Orkambi could treat a number of these problems for Ben and vastly improve his quality of life.

“It’s corrective gene therapy; it’s pretty incredible,” says Mr. Nicholls. There is a newer drug than Orkambi called Symdeko that was just cleared by Health Canada in June 2018. That drug has the ability to reverse some of the effects of cystic fibrosis, but Mr. Nicholls says there is no push to get that drug covered publicly because of its high price point.

The review process is ongoing, but time is short: The Canadian Drug Expert Committee will make its final recommendation to Vertex and drug plans on September 26. Mr. Nicholls says he has reached out to a number of agencies and governments, and a recent government letter shows the estimated outcome leaning towards declining the drug coverage.

“The only thing that will push it over the top at this point is a large, public outcry,” says Mr. Nicholls. He is trying to get Toronto lawyer Chris MacLeod to come give a talk at Ben’s school in Little Current at an assembly where Ben will also speak. Mr. MacLeod has cystic fibrosis himself and is leading a class-action lawsuit in B.C. over this very drug.

As with all other Canadian provinces, Orkambi is not covered by B.C. but Mr. MacLeod says the high price point has been negotiated down in other countries by using bulk purchasing power to cut a better deal. Mr. Nicholls says provinces can still opt-in to publicly cover Orkambi at this point, but without national support, that purchasing power will be greatly reduced and the costs may become prohibitive.

Mr. Nicholls also says that as a result, Orkambi manufacturer Vertex would likely never reapply for public participation in Canada. This is the third time Orkambi has applied for that process—according to a Vancouver Sun report, the two past applications had been declined, citing insufficient medical benefits. Vertex has allegedly supplied more data with results over a longer period of time.

Orkambi is called a preventative drug, meaning it can slow down the progress of future lung disease, but cannot undo the damage caused by cystic fibrosis. Starting patients on the drug as early as possible is crucial in having the greatest impact—Orkambi is approved for people over the age of 12. But with the high price point, it remains out of reach of most families.

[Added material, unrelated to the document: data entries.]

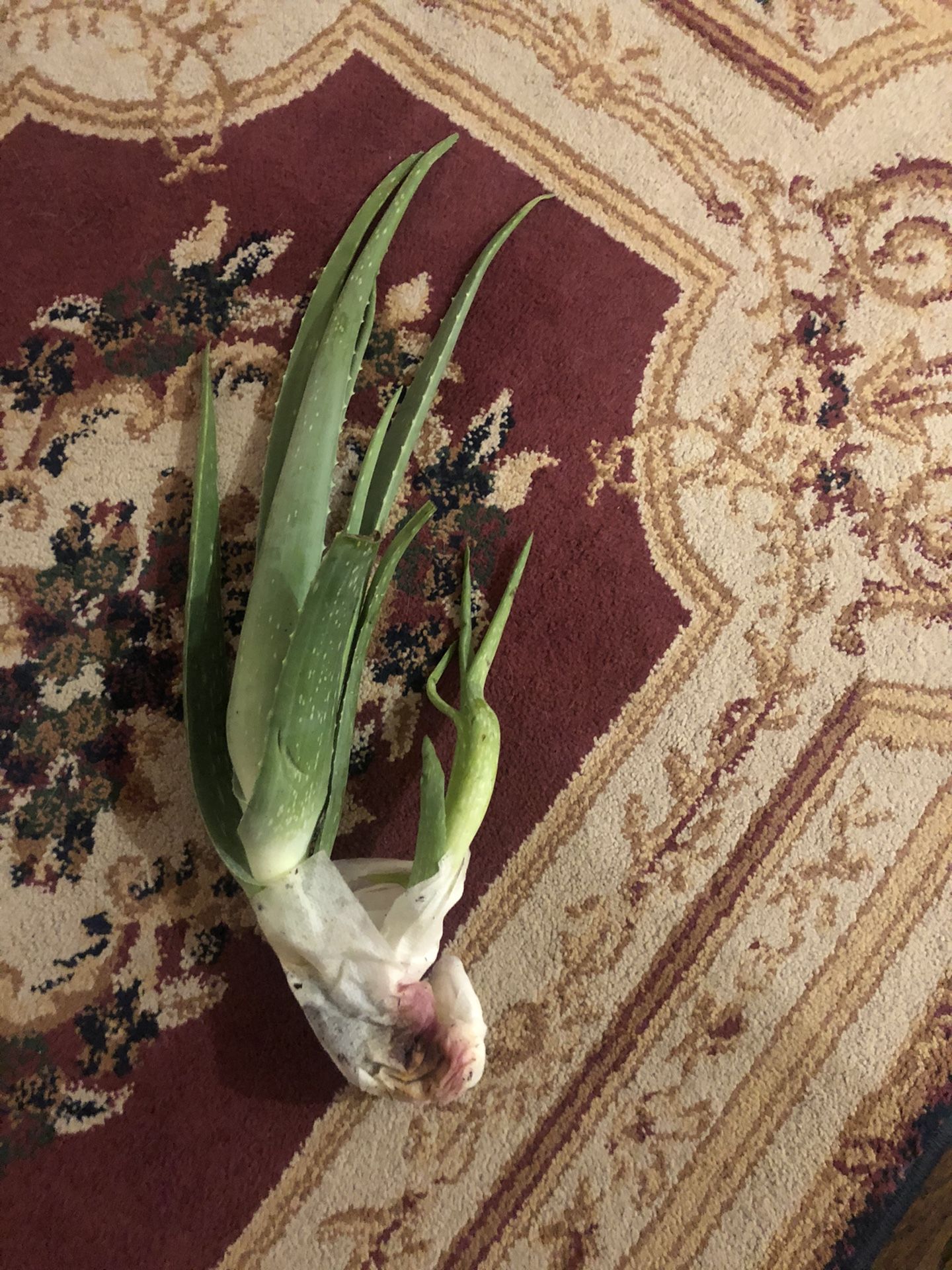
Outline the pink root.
[397,980,436,1037]
[436,1027,475,1103]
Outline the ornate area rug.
[0,0,952,1270]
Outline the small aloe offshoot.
[182,137,548,1101]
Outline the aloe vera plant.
[184,137,545,1101]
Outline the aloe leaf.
[346,389,403,533]
[317,503,436,855]
[227,136,456,799]
[466,534,533,696]
[258,153,420,548]
[407,737,447,886]
[360,194,552,533]
[239,533,377,881]
[182,348,261,885]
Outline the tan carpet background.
[0,0,952,1270]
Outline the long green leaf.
[239,533,377,881]
[182,347,261,885]
[258,153,420,548]
[346,389,401,533]
[407,737,447,886]
[316,503,436,855]
[229,136,456,798]
[360,194,552,533]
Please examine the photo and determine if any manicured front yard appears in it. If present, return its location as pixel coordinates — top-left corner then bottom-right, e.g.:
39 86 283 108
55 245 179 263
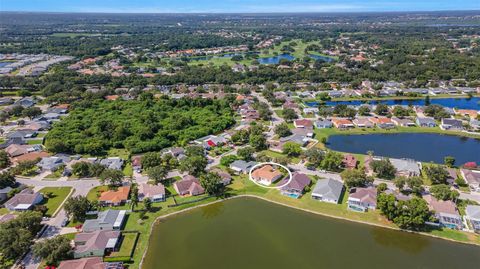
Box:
40 187 72 217
105 232 139 261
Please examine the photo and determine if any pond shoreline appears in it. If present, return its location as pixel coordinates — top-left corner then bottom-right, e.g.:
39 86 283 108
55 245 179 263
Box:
139 194 480 268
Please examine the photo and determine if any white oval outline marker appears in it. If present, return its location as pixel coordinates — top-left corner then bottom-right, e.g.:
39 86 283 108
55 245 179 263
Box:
248 162 293 189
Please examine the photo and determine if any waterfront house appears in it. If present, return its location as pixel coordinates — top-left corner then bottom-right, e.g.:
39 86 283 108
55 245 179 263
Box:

There are four private insurers in Canada that cover Orkambi, but there is no public drug coverage. Mr. Nicholls and others are pushing to have Orkambi covered like Kalydeco under the EAP. This is within the context of Ontario’s new OHIP + program, begun in January 2018, that provides free drugs to people 24 years of age and under. They receive coverage regardless of their income levels or whether they already have private insurance coverage.

That age group will cost $465 million to cover, according to Cystic Fibrosis Canada. Adding in people aged 65 and over at $575 million means a total cost of $1.1 billion per year, which the organization says limits the government’s ability to spend on rare disease medications because their funding priorities are elsewhere.

“I’d want (the minister) to know that it sucks they won’t give me medication,” says Ben.

The Ontario Ministry of Health and Long Term Care could not provide comment by press time.